Docker Deployment¶
Build locally¶
Pre-built images are not yet published to a registry. Build from the included Dockerfiles:
# CPU-only (heuristic scoring, ~200 MB)
docker build -t director-ai .
docker run -p 8080:8080 director-ai
# GPU-enabled (ONNX CUDA, FactCG model baked in, ~5 GB)
docker build -f Dockerfile.gpu -t director-ai:gpu .
docker run --gpus all -p 8080:8080 director-ai:gpu
Docker Compose¶
docker compose up # CPU
docker compose --profile gpu up # GPU (NVIDIA)
docker compose --profile full up # CPU + ChromaDB
The GPU service requires the NVIDIA Container Toolkit:
# docker-compose.yml (gpu profile)
director-api-gpu:
build:
context: .
dockerfile: Dockerfile.gpu
profiles: ["gpu"]
ports:
- "8080:8080"
environment:
- DIRECTOR_USE_NLI=true
- DIRECTOR_ONNX_PATH=/app/models/onnx
- DIRECTOR_METRICS_ENABLED=true
deploy:
resources:
reservations:
devices:
- driver: nvidia
count: 1
capabilities: [gpu]
GPU image (Dockerfile.gpu)¶
Three-stage build: install deps → export ONNX model → runtime.
Stage 1 (builder): pip install .[server,nli] + onnxruntime-gpu + torch CUDA
Stage 2 (model-build): export_onnx() → /models/onnx/
Stage 3 (runtime): copy from stages, set env vars, healthcheck
The ONNX model is exported at build time (deterministic startup, no HuggingFace downloads at runtime). Environment defaults:
DIRECTOR_USE_NLI=trueDIRECTOR_ONNX_PATH=/app/models/onnxORT_ENABLE_ALL=1(graph optimization)

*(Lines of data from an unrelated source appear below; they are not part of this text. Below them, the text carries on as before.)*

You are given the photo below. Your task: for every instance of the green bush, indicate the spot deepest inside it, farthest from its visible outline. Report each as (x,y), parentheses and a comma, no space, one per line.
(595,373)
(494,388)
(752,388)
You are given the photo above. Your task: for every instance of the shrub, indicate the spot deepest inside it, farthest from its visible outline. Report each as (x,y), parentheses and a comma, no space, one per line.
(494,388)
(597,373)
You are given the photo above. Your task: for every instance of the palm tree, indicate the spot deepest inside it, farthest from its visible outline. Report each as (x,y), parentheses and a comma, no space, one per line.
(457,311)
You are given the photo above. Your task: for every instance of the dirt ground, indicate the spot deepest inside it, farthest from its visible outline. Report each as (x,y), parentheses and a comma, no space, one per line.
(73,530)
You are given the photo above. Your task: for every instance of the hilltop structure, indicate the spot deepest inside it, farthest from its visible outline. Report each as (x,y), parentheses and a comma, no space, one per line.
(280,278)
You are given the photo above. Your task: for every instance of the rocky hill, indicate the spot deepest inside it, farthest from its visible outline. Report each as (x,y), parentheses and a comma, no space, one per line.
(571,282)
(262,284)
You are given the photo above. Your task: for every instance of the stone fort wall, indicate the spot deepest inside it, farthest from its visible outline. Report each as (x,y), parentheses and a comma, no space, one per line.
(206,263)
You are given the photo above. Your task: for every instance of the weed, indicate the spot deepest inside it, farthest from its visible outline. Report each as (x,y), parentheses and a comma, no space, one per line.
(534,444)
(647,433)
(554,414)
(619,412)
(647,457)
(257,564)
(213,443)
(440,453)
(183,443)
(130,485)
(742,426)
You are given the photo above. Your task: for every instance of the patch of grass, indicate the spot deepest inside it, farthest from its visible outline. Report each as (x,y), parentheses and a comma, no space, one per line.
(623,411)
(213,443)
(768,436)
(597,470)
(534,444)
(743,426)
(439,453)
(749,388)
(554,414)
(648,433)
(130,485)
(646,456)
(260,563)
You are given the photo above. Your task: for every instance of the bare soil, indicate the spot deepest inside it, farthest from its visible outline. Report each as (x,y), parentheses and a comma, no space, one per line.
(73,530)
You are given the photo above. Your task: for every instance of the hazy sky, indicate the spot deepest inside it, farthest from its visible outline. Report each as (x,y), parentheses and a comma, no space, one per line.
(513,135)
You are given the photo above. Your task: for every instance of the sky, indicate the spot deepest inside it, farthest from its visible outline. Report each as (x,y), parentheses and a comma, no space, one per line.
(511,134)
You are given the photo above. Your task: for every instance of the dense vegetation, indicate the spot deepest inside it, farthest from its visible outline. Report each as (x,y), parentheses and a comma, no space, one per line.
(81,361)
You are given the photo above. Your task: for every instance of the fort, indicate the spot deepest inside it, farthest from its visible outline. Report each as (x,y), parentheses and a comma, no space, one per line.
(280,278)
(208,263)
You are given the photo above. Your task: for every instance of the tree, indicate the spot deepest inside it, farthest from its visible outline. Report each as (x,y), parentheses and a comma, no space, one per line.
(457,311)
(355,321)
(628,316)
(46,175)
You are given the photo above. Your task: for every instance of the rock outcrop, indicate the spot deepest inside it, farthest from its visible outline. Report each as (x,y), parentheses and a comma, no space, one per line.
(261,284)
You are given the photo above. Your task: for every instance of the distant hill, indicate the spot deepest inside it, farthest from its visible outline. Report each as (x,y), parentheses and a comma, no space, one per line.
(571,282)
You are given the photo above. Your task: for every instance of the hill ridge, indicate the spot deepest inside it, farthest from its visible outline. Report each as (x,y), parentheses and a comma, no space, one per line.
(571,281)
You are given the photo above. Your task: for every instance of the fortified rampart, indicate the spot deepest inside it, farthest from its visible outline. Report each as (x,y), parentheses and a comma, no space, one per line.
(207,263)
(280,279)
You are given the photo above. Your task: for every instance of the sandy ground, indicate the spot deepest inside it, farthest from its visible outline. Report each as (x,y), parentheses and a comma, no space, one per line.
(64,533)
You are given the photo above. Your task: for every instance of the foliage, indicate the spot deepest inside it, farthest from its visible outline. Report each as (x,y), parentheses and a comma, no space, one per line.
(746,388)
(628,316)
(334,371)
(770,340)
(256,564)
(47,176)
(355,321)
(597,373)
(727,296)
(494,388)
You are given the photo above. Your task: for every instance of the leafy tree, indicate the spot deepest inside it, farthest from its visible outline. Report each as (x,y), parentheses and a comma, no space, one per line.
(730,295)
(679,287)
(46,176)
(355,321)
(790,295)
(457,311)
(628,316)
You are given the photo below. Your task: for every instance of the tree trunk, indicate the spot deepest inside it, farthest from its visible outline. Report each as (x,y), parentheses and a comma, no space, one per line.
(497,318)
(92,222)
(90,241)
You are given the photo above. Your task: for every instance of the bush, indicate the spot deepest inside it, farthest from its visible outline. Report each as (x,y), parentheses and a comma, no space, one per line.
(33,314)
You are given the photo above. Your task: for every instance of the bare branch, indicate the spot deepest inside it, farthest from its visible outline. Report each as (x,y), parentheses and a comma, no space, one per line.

Multi-replica GPU scaling¶
Each replica loads its own ONNX session. With the Ada GPU (0.9 ms/pair), 3 replicas handle ~3,000 pairs/second.
Verify¶
curl localhost:8080/v1/health
# {"status":"ok","nli_loaded":true,"model":"FactCG-DeBERTa-v3-Large"}
curl -X POST localhost:8080/v1/review \
-H 'Content-Type: application/json' \
-d '{"prompt":"What is 2+2?","response":"4."}'
CPU-only image (Dockerfile)¶
For development or heuristic-only scoring:
FROM python:3.12-slim
WORKDIR /app
RUN pip install --no-cache-dir director-ai[server]
EXPOSE 8080
CMD ["uvicorn", "director_ai.server:app", "--host", "0.0.0.0", "--port", "8080"]
Resource requirements¶
| Image | Size | RAM | GPU VRAM | Latency |
|---|---|---|---|---|
CPU (latest) |
~200 MB | 256 MB | — | <0.1 ms (heuristic) |
GPU (gpu) |
~5 GB | 2 GB | 1.2 GB | 14.6 ms/pair (ONNX CUDA) |